Hi everyone, this is my first post and I could really use some help please.
Our business is set up as 2 separate companies. Our ERP system has 2 sets of tables, 1 for each company. Some products are manufactured in Company 1, sold to Company 2 for a profit, and then sold on by Company 2 to its customers for additional profit. I'm trying to bring data from both companies together to calculate consolidated gross margin by product, customer, month etc.
I'm at the final step where I'm trying to merge 2 queries to bring all the required data together to perform the consolidated gross margin calculations. There appear to be no errors in either of the queries to be merged. The merge (a Left Outer join) works fine but when I try to expand the merged table I get the following error message:
DataSource.Error: Microsoft SQL: Divide by zero error encountered.
Details:
DataSourceKind=SQL
DataSourcePath=bcc-appsrv1;efacdb
Message=Divide by zero error encountered.
ErrorCode=-2146232060
Number=8134
Class=16
State=1
I understand this error is caused when a denominator is 0, but I can't see how this could happen when there is no division in the query, unless I'm missing something.

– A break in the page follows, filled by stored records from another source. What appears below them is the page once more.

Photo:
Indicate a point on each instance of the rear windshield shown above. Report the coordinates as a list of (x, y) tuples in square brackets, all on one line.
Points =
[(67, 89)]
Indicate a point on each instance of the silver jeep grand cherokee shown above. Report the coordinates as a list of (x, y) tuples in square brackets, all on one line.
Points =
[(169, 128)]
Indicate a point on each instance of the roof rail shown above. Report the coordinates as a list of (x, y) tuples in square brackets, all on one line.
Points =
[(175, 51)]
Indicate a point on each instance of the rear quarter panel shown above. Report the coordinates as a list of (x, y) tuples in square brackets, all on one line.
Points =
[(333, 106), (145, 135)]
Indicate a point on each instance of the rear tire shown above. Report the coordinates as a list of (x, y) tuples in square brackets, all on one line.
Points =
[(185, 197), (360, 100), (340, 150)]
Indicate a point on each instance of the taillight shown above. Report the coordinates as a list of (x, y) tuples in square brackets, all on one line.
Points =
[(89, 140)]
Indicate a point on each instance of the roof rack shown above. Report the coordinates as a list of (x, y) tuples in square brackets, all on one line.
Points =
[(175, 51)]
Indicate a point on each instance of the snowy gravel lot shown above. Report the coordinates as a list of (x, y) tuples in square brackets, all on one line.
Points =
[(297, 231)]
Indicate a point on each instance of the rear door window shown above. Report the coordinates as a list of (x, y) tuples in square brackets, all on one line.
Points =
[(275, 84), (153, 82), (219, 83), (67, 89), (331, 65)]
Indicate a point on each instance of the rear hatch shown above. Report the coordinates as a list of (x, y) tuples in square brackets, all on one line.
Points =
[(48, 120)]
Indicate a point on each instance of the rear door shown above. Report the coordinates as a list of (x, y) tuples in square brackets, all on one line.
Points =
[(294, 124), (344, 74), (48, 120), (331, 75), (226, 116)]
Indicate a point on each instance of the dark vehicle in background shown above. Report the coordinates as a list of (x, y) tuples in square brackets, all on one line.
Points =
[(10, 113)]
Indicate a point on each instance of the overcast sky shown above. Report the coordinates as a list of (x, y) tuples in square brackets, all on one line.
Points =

I added an additional date filter to try to identify the cause of the error. When I filter the data from 15/04/23 (UK date format so 15th April 23) to today, the table expands with the correct data as expected, but returns the error when I filter from 14/04/23 to today. Strangely, the error is not caused by data from 14/04/23. I can successfully expand data from 01/04/23 to 03/11/23, but not from 01/04/23 to 04/11/23.
The problem is not the second query that I'm merging in as I get the same results described for the various date ranges above when I tried merging a simple date query.
I've attached my code for the query that is giving the error in case this helps. (It's probably not the most efficient as I'm relatively new to Power Query and am just a self-taught non-expert!)
Thanks in advance for any help or suggestions.
Tony
I trust you have done what you can but it's difficult to diagnose the problem without seeing the data. How do 'dbo_invoiceitems' and 'invoices' look like before you do any transformations to them. So, the raw data how it's being pulled from SQL. I don't work with SQL so don't really know what goes on at that end, but seeing what comes in to PQ could help.
Hi Riny,
Thank you for taking the time to reply. Since my OP, I've continued further analysis to identify the root cause, by filtering the data by dates to return data with less than 1000 rows.
This morning I have found errors returning earlier in the code so I now know that the merge is not the problem, it was just identifying that a problem existed. I don't fully understand the PQ functionality, but I now assume it only identifies a problem if it appears in the first 1000 rows.
I haven't figured out why I'm getting the errors yet, but if I need help am I better to start a new topic that would better describe the problem or just continue in this thread?
For now, I don't want to waste other peoples' time trying to help with this, as the problem is not as I described originally. I don't know how best to do this but hopefully this message will help 🙂
Thanks again,
Tony
Understood! Thanks for the feedback. In PQ there are indeed many instances where you see that, for example, a preview is based on the first 1000 records, but you can go into a table at any point and just keep scrolling down. It doesn't stop at 1000 rows.
For example (on a Mac now so it looks a bit different on a PC). You'll see column statistics based on 1000 rows but I can scroll down beyond row row 1000.
Perhaps you see some data with 'NaN' (not a number) or the 'infinite symbol' in the raw data before you do the merge. If scrolling is too much to ask, then temporarily load the tables to an Excel sheet before you merge them so that you can more easily sort and filter them to spot errors. Just some ideas.